That's not to accuse Malik of naivete. Clearly he understands the deal, noting that he's glad to pay Evernote to store his data. Frankly, we all should be supporting the online services we use by paying for them. Free services are pernicious. Although they clearly have a place, they're so abundant at the moment that the market for online services and content is distorted. And Google deserves much of the blame because it supports unprofitable services with search ad revenue, deterring potential competitors in the process. How many Google Reader competitors were never built because there was no clear way to be compensated for the effort?
Of course it's not that simple. Free services also can be pro-competitive. Free browsers and free online services helped break Microsoft.
Trust might be earned and it might be paid for. But whatever trust Google earned in its youth, it has squandered in its adolescence. Back in 2005, a year after Google went public, New York Times writer Gary Rivlin suggested that Silicon Valley was growing wary of the company everyone had supported because it dethroned Microsoft. In the article, Slide founder and entrepreneur Max Levchin is quoted as saying that although Google "still has a long wick of good will to burn off," he's "surprised at how fast the company's reputation is changing."

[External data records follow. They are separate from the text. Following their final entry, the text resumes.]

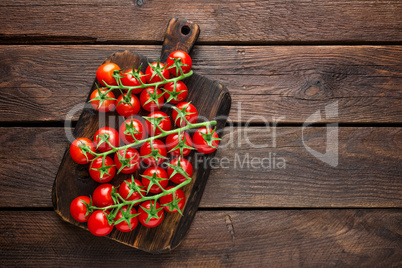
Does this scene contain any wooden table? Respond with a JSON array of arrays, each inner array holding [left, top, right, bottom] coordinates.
[[0, 0, 402, 267]]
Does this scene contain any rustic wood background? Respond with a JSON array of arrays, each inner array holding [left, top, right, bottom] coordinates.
[[0, 0, 402, 267]]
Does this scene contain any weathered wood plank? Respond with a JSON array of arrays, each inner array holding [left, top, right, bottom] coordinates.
[[0, 46, 402, 123], [0, 127, 402, 208], [0, 0, 402, 43], [0, 209, 402, 267]]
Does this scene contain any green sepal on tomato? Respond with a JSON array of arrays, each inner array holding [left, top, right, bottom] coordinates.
[[144, 111, 172, 137], [140, 139, 167, 166], [161, 80, 188, 104], [92, 183, 117, 208], [140, 87, 165, 112], [120, 69, 147, 94], [145, 61, 170, 84], [116, 93, 141, 117], [141, 166, 169, 194], [119, 118, 146, 144], [114, 148, 141, 174], [114, 206, 139, 232], [89, 156, 116, 183], [70, 196, 92, 222], [94, 127, 120, 153], [167, 158, 193, 184], [119, 176, 146, 202], [87, 210, 113, 236], [138, 201, 165, 228], [172, 102, 198, 127], [89, 87, 116, 113]]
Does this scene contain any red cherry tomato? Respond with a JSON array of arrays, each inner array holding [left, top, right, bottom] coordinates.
[[145, 111, 172, 137], [140, 139, 167, 166], [114, 206, 138, 232], [70, 196, 91, 222], [166, 50, 192, 76], [159, 186, 186, 213], [94, 127, 120, 153], [119, 179, 146, 201], [70, 138, 95, 165], [167, 158, 193, 184], [116, 94, 141, 117], [96, 62, 120, 86], [193, 127, 219, 154], [89, 156, 116, 183], [145, 62, 170, 84], [172, 102, 198, 127], [142, 167, 169, 194], [163, 81, 188, 104], [138, 201, 165, 228], [88, 210, 113, 236], [119, 118, 146, 144], [120, 69, 147, 94], [90, 88, 116, 113], [166, 132, 193, 157], [114, 148, 141, 174], [140, 87, 165, 112], [92, 183, 114, 208]]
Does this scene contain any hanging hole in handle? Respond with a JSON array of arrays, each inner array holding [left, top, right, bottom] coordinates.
[[181, 25, 191, 35]]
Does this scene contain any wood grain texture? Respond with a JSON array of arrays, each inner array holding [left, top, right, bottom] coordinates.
[[0, 127, 402, 208], [0, 0, 402, 44], [0, 45, 402, 123], [0, 209, 402, 267]]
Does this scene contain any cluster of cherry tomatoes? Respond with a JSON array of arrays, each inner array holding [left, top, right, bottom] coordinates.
[[70, 51, 219, 236]]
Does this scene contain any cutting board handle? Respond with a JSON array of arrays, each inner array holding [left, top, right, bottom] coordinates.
[[160, 18, 200, 62]]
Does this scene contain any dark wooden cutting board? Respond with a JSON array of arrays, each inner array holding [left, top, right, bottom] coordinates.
[[52, 18, 231, 253]]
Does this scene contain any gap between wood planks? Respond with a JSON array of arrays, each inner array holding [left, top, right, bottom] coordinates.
[[0, 39, 402, 46], [0, 207, 402, 212], [0, 121, 402, 128]]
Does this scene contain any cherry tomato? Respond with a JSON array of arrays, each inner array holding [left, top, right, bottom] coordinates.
[[142, 167, 169, 194], [140, 87, 165, 112], [145, 62, 170, 84], [163, 81, 188, 104], [114, 206, 138, 232], [119, 179, 146, 201], [145, 111, 172, 137], [119, 118, 146, 144], [70, 196, 91, 222], [172, 102, 198, 127], [138, 201, 165, 228], [120, 69, 147, 94], [159, 186, 186, 213], [92, 183, 114, 208], [88, 210, 113, 236], [167, 158, 193, 184], [89, 156, 116, 183], [94, 127, 120, 153], [193, 127, 219, 154], [166, 50, 192, 76], [96, 62, 120, 86], [116, 94, 141, 117], [70, 138, 95, 165], [166, 132, 193, 156], [90, 88, 116, 113], [114, 148, 141, 174], [140, 139, 167, 166]]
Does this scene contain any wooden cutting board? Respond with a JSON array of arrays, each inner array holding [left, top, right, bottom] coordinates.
[[52, 18, 231, 253]]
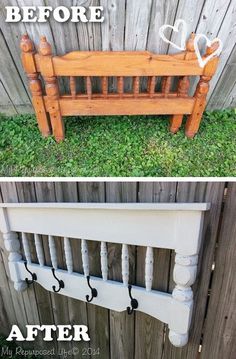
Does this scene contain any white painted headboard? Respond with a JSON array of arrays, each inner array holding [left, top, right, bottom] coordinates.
[[0, 203, 210, 346]]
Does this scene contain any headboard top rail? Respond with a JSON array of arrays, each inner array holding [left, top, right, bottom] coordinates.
[[0, 202, 210, 211]]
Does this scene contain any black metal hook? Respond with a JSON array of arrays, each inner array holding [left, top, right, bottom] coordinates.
[[24, 261, 37, 286], [127, 285, 138, 315], [86, 275, 98, 303], [52, 268, 65, 293]]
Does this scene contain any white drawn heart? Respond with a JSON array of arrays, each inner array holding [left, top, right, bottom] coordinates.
[[159, 19, 187, 51], [193, 34, 223, 67]]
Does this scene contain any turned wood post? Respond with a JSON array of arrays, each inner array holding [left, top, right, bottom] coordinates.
[[185, 42, 219, 138], [39, 36, 65, 142], [0, 208, 27, 292], [20, 34, 51, 137], [169, 33, 196, 133], [169, 253, 198, 347]]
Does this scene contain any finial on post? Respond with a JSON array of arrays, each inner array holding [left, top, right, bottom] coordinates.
[[206, 41, 220, 55], [39, 36, 52, 56], [20, 33, 34, 52]]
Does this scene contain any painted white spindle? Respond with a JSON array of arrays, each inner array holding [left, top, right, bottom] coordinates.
[[64, 237, 73, 273], [81, 239, 89, 277], [48, 235, 57, 269], [145, 247, 154, 292], [22, 232, 31, 263], [100, 242, 108, 280], [169, 253, 198, 347], [121, 244, 129, 285], [34, 233, 44, 267]]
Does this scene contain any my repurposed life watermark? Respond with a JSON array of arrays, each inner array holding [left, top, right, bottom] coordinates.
[[0, 346, 101, 359]]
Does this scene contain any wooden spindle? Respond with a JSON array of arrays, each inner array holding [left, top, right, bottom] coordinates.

Almost eight years later, Google's wick of good will is short enough to require a magnifying glass. The company's unreleased computerized eyewear, Project Glass, already has been banned in a Seattle, Wash., eatery and has prompted a nascent opposition movement in the U.K.
Whether there's anything to this beyond publicity seeking isn't clear. There have been plenty of anti-Google campaigns sponsored by Microsoft and other competitors that haven't achieved their goals -- the antitrust case came to naught. But it's an ominous sign.
Google might bounce back, like it has from so many other rough spots: the recent removal of AdBlock Plus from Google Play; Google's 2012 privacy policy change and Google+ search integration; the Google+ real names controversy; the privacy problems related to Buzz, Street View and Latitude; and the company's 2010 withdrawal from China and its humbled crawl back.
Chances are it will because there's no alternative to Google that doesn't have comparable failings. The only white knight left standing, Mozilla, depends on Google ad revenue and dares only nibble at the hand that feeds it.
Google, Apple, Microsoft. Choose your poison.